The S-76D program has encountered repeated delays (in 2009, certification was still planned for 2010); the company has not been specific about the root causes of the delays. The S-76D features a dual-speed main rotor with a quiet mode, Pratt & Whitney Canada’s new PW210S turboshafts, a digital four-axis autopilot and a Thales TopDeck avionics suite.

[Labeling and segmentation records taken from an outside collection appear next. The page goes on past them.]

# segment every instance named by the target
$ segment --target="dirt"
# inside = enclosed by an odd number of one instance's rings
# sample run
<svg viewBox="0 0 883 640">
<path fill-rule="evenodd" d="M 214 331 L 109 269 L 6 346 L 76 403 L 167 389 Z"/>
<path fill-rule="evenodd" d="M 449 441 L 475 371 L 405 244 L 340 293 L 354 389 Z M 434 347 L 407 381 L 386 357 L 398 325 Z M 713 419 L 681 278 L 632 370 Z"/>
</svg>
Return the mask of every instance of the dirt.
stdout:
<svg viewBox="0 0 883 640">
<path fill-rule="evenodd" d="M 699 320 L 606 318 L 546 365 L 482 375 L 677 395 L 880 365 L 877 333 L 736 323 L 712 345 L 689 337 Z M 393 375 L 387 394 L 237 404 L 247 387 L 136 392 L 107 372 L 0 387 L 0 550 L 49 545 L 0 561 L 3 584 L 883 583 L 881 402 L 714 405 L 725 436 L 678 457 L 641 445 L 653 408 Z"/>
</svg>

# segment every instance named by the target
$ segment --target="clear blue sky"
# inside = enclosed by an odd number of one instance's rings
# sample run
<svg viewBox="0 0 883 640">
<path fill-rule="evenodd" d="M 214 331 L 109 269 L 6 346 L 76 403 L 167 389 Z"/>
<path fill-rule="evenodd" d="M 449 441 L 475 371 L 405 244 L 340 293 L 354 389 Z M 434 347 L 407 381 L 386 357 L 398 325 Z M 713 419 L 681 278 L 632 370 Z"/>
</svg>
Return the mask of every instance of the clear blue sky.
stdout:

Sikorsky has started certification testing on the S-434 light single, an improved Schweizer 333. FAA certification of the four-seat helicopter has been postponed to December. Deliveries are scheduled to begin next year.
The two aircraft allocated to the certification flight test program will undergo an estimated 75 to 100 hours of trials to evaluate endurance, flight strain, flight handling qualities, performance, engine installation and noise levels. Sikorsky had previously logged some 50 hours of development flight testing with non-conforming aircraft.
The S-434 sports a four-blade main rotor, a new tail-rotor blade design, a structurally enhanced landing gear, a new trim system and an improved Kaflex driveshaft. The main rotor and its transmission come from the unmanned Fire Scout. The S-434 and the S-333 use the same Rolls-Royce 250-C20W turboshaft, which provides 320 shp.
The four-blade main rotor allows the mtow to increase by 300 pounds, to a maximum of 2,850 pounds. This translates into a useful load of “more than 1,400 pounds.” The new tail rotor can generate some 20 percent more thrust than the tail rotor on an S-333, improving handling and controllability, despite the increased weight, according to Sikorsky.
Once the S-434 is certified, Sikorsky will determine whether to continue production of both the S-333 and its derivative.
Having met its speed target of 250 ktas in September, Sikorsky continues to flight test the X2 compound demonstrator at a slower pace. The helicopter features two contra-rotating coaxial main rotors and a pusher propeller.
The X2 has not yet flown with the full complement of hub fairings, which are expected to provide an extra 15 to 20 knots. When the program was launched in 2005, Sikorsky set 250 knots as the primary speed objective. The helicopter has achieved that speed in level flight and reached 260 knots in a shallow dive.
Program officials are happy with the aircraft’s aerodynamic performance. Vibration, as hoped, is said to be similar to that of the Black Hawk military transport at its cruise speed of 140 knots. Pilot workload is “on target” thanks to the fly-by-wire control system.
The first application for the compound demonstrator will be military. Sikorsky announced in October that it will build two prototypes, dubbed X2 Raiders, for the U.S. Army to evaluate the benefits of the technology in armed reconnaissance. The X2 Raider, slated to fly in 2014, will have a two-pilot cockpit and space for armament and auxiliary fuel or troops. The proposed commercial helicopter model, to be developed from the X2 Raider, is called the S-97.